I wonder about the jurisprudence of other nations that use these practices in ways which a US citizen might find decidedly uncomfortable, as was pointed out by the OP, particularly when it comes to the nature of involuntary patient /treatment/ and not just simple social separations for the good of the community.
We aren’t talking about one flew over the cuckoos nest here.
We’re talking about people walking around shoeless covered in dirt and open sores talking to themselves or screaming obscenities in public while walking into traffic. They are public safety risks - to the community and themselves. Not to mention it truly is inhumane to let them live like this.
You have to realize in threads like this you are likely talking to people that live in a community plagued by this extreme of circumstances. Living in San Francisco I saw what I just described just this afternoon outside my own window…
Are you suggesting state guardianship is not warranted in situations like I have mentioned above? Or are you just not aware that in many US cities things truly are this bad?
Edit - ok, I see the mistake. Thanks.
"Finland has the highest rates of detention per 100 000 inhabitants, about 214"
If by detention you mean incarceration, that is still shy of half of the US rate https://en.wikipedia.org/wiki/United_States_incarceration_ra...
They're referring to psychiatric civil commitment
No, these aren't criminals. Finland doesn't think mad people have somehow committed a crime, it just won't let them leave.
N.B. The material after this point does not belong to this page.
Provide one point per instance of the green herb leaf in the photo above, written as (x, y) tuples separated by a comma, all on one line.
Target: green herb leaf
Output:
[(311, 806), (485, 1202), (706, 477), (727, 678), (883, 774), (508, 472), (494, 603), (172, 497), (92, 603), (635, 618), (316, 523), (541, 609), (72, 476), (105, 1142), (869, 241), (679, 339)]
They're detained against their will until the doctors decide they've fixed the problem.
Compare the decision not to let your five year old have pudding because she hit her brother and refused to apologise, versus the decision not to let her jump into the tiger pit because she might die. These are both restraints on this kids' freedom, but they come from very different places.
Incarceration and detention are totally different things. Incarceration is generally for things that have already happened. Detention is for things that might happen in the future. A convicted criminal is incarcerated. A dangerous patient is detained to prevent them hurting themselves or others going forwards.